Soorten isomeren?

1. Structuurisomerie : wanneer er een andere schikking zich in het molecuul voordoet

a. Ketenisomerie

Organische moleculen verschillen van elkaar door het al of niet vertakt zijn van de keten.

vb  butaan                                                     2-methylpropaan

b. Plaatsisomerie

Wanneer organische moleculen met dezelfde brutoformule van elkaar verschil­len door de plaats van de bindingen of van de substituenten

vb   1-chloorpropaan                                   2-chloorpropaan

c. Functie-isomerie

Wanneer organische moleculen met dezelfde brutoformule van elkaar ver­schillen door andere functionele groepen.

 

 

2. Stereoisomerie : verschil in ruimtelijke bezetting op eenzelfde C-atoom.

a. Cis- en transisomerie

Door de dubbele binding is de vrije rotatie tussen de C-atomen niet meer mogelijk, waardoor men verschillende moleculen bekomt. Bijvoorbeeld: trans-but-2-een en cis-but-2-een

 

De molecule waarin de twee methylgroepen aan dezelfde kant staan t.o.v. de dubbele C=C-binding, wordt de cis-isomeer genoemd. Staan de methyl­groepen aan weerszij­den van de dubbele C=C-binding, dan spreekt men van een trans-isomeer.

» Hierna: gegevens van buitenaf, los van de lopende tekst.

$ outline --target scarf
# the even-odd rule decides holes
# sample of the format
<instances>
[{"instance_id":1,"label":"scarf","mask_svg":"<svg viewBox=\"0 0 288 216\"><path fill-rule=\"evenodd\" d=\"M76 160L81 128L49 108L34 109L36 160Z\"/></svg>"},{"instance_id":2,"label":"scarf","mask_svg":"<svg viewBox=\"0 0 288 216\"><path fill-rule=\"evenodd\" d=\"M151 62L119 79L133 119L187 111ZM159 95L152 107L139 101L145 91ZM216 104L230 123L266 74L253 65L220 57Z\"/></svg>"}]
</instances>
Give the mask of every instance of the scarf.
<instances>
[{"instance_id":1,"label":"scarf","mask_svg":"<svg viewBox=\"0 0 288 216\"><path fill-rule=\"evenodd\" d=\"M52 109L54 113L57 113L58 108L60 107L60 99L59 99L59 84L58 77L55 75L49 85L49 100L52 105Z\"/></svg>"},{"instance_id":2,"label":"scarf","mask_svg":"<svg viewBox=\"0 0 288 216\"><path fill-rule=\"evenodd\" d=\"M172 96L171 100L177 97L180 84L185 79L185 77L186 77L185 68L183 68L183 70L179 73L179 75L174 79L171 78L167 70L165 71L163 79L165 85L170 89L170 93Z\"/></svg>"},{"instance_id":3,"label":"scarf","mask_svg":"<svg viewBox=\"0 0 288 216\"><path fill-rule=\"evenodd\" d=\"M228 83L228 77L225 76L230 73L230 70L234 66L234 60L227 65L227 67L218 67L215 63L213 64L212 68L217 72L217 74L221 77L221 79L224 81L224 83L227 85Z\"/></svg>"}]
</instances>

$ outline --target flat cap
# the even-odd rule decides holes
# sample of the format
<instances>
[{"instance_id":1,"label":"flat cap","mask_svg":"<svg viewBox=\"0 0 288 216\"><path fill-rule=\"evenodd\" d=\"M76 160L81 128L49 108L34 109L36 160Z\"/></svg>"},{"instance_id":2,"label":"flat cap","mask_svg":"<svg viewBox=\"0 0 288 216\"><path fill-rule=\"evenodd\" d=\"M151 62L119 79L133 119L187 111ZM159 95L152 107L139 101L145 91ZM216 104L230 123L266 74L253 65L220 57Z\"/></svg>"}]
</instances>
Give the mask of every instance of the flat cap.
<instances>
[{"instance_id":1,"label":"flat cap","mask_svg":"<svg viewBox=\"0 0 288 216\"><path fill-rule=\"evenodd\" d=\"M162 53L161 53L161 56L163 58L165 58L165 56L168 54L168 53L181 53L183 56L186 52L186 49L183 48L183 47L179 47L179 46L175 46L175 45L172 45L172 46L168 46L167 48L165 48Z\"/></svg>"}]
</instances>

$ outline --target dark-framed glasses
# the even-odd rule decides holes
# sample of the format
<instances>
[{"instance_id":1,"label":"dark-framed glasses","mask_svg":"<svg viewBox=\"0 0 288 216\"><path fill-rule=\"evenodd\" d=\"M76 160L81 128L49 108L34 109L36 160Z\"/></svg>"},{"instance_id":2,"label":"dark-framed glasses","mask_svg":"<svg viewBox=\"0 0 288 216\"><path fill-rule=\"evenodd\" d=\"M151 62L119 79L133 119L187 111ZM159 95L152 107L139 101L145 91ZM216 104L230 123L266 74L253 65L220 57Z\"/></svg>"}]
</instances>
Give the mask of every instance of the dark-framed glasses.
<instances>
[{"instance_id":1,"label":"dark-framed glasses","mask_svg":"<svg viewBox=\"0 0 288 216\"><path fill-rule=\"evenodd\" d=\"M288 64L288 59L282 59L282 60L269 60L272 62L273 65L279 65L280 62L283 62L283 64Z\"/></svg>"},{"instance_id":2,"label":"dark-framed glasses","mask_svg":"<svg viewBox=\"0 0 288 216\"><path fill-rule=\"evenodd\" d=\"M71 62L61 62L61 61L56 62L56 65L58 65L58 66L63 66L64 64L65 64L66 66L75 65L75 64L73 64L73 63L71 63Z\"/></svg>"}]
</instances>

Bij buteen komt geen cis-trans-isomerie voor, omdat op één der dubbel gebonden C-atomen, twee identieke atomen gebonden zijn, nl H-atomen : Cisbuteen.   is hetzelfde als   transbuteen

Wanneer men de eerste structuurformule over een hoek van 180 C om de dubbele C=C-binding wentelt, valt zij immers samen met de tweede formule.

Een alkeen met een eindstandige dubbele C=C-binding geeft nooit aanlei­ding tot cis-trans-isomerie, omdat het eindstandig C-atoom twee H-atomen draagt.

 

 

 

Cis-trans-isomerie beperkt zich niet tot alkenen.  Het kan ook optreden in halogeenal­kenen.

2-chloor-cis-but-2-een.                    2-chloor-trans-but-2-een

b. Optische isomerie

Definitie : twee moleculen die elkaars spiegelbeeld zijn en hierdoor links of rechtsdraai­end zijn. Ze zijn chemisch identiek. Enkel hun optische activiteit is tegeng­esteld.

Deze isomerie komt voor bij moleculen die een asymmetrisch koolstof­atoom bezitten. Dit is een koolstofatoom dat omringd is door vier ver­schil­len­de atomen (groe­pen).